Ainda sobre as palavras

Incursões, 22.07.04
O que mais me entristece nas palavras é não poder dizê-las, é ter de ancorá-las à força entre o coração e a boca, num grito calado, porque tem de ser calado para não ser absolutamente ridículo, num sítio onde tantos podem ler as palavras que nem sempre podem ser ditas, porque há muito que aprendi que a malícia nem sempre está na mão de quem escreve as palavras mas no olhos de quem as lê. É por isso que tantas vezes fujo do mundo, para poder voltar ao mundo, porque tenho de voltar ao mundo e fazer-me à vida, a uma vida que raramente admite gritos que são ridículos.
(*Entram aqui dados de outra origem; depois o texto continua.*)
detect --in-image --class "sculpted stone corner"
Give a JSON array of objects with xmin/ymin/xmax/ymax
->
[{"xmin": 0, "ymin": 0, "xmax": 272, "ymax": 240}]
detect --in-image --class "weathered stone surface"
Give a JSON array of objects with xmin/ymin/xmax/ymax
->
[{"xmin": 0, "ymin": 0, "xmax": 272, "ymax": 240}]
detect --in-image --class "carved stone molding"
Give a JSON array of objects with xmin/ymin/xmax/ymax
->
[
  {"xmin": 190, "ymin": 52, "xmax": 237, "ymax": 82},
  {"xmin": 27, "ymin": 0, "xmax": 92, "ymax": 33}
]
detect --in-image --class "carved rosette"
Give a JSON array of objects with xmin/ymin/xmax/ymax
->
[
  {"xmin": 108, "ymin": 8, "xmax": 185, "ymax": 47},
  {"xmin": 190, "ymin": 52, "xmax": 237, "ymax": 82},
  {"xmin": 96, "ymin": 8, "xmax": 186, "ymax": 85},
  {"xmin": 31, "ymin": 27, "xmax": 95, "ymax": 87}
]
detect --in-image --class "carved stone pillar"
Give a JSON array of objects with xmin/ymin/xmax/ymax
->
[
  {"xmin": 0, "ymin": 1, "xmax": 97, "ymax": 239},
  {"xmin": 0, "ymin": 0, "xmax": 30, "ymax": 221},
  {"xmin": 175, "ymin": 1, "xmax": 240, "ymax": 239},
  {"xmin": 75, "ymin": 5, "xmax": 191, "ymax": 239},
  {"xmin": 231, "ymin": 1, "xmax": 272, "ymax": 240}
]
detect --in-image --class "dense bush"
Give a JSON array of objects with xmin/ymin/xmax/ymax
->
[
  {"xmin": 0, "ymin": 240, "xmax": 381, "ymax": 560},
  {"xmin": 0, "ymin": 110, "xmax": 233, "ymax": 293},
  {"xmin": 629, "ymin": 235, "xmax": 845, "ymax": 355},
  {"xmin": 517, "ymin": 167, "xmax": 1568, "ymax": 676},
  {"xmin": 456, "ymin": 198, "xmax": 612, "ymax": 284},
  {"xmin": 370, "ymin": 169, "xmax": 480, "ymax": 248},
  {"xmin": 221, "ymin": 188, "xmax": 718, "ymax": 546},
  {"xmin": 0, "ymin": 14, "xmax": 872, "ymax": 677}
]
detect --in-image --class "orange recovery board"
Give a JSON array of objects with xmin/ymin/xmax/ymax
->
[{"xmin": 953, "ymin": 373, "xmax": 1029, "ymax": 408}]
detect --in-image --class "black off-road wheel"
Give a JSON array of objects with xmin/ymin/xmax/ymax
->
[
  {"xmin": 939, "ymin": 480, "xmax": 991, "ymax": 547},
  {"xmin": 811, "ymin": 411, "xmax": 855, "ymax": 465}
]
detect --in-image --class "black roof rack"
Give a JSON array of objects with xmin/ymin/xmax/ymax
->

É por isso que tantas vezes me amarro ao silêncio e envelheço nesse silêncio e deixo que as noites, silenciosas, também envelheçam inutilmente. Prefiro assim. E já não tenho idade para mudar, embora saiba que o melhor seria mudar, e que teria tudo a ganhar se me transformasse num traficante de palavras.
Mas eu quero pensar que sou daqueles que não inventam um sentido para as coisas quando as coisas fazem sentido e muitas vezes quando nem sequer fazem sentido. Terei um coração frágil para o que me torna frágil, mas não ousarei simular, nunca! E sei que esta é a minha maior fraqueza. Não viverei o bastante para provar que esta é, também, a minha maior força. Talvez fique a semente, talvez não me estraguem a semente e talvez um dia alguém diga as palavras que ancorei entre o coração e a boca e elas não sejam ridículas.

O curriculum das palavras

Incursões, 21.07.04
“O mundo valoriza os livros e acha que, assim fazendo está valorizando o Tao. Mas os livros apenas contêm palavras.
Apesar disso, algo mais existe que valoriza os livros. Não apenas as palavras, nem o pensamento das palavras, mas sim algo dentro do pensamento, balançando-o numa certa direcção que as palavras não podem apreender. Mas são as próprias palavras que o mundo valoriza quando as transmite aos livros: e, embora o mundo as valorize, estas palavras são inúteis enquanto que aquilo que lhes der valor não é honrado”.
 
A via de Chuang Tzu

Outras palavras

Incursões, 21.07.04


Não me venderam as palavras que eu pretendia. Estavam esgotadas. É um pequeno mercado, esse em que se vendem as palavras. Que passasse por lá depois, talvez já houvesse as palavras que necessitava. Foi simpática a mulher gorda que vende as palavras inúteis. Sabe, é sempre assim no fim de semana, Segunda-feira será mais fácil encontrá-las. Tenho 48 horas para sobreviver sem as palavras de que gosto. Serei capaz?

Mais palavras

Incursões, 20.07.04


As palavras servem para escrever cartas. Cartas de amor. As outras, as que não são de amor, não precisam de palavras. Têm uma contabilidade própria, que vai do débito ao crédito, num bailado sem equívocos. As cartas de amor falam da ausência de quem está presente. São a poesia pura. A poesia de que gosto. A merda da poesia.